Ninja, who’s worked with top charting singer Lumidee and Lisa D’Amato (America’s Next Top Model) with plans to put out a project soon helmed by Somaya Reece (Love & Hip Hop), thinks a mainstream gay rapper could happen in our lifetime, but it’s about the buy-in from the major labels, which definitely aren’t on board.
“I think it’s always going to be an issue until myself or someone is signed to a major label,” he said “It’s still an issue in every scenario, even when I want to buy studio time somewhere just to record, I’ve been turned down because I’m gay. They think recording an openly gay artist is a waste of time.”

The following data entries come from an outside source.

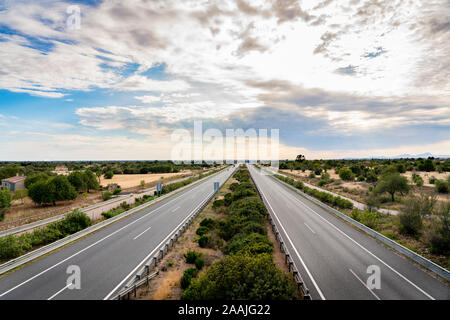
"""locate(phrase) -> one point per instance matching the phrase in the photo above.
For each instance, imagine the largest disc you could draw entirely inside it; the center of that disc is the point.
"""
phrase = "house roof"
(15, 179)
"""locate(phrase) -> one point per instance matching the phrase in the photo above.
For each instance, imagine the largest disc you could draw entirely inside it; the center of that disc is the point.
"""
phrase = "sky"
(356, 78)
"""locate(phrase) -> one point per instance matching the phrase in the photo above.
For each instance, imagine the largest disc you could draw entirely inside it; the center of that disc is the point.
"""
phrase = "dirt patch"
(27, 212)
(134, 180)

Terrence “TTGotIt” Wilson from the Chicago rap duo Freak Boiz agrees. “I don’t think the world is ever going to be ‘ready’ per se, we’re going to have to make them ready. “[Ocean] was a big deal for fans, but not for the industry. He was already out in the industry. Now it’s time for executives to start recognizing that gay artists do exist in the public eye.”
The Freaky Boiz exploded onto the scene just last year, after several viral YouTube videos garnered them national attention; rife with comparisons to Nicki Minaj. Now, after a summer for touring Pride festivals across the country, they’ve released their first original song and music video with “Bounce.”
Pierre “P-Weezy” Phipps, Freaky Boiz’s other half, thinks their modern sound could put them over the top. “A big executive needs to give people like us a chance. Once that happens nothing will stop us.”
“Hip-hop is a masculine sport and a lot of people say we’re going to ‘soften the game,’ but with all the support we’re getting from big names like Jay-Z and Russell Simmons, it’s just a matter of time,” Ninja said. “I think Lil Wayne could even be the first to bring on a gay artist. He brought on Nicki Minaj and I know he sees that LGBT people are buying her albums.”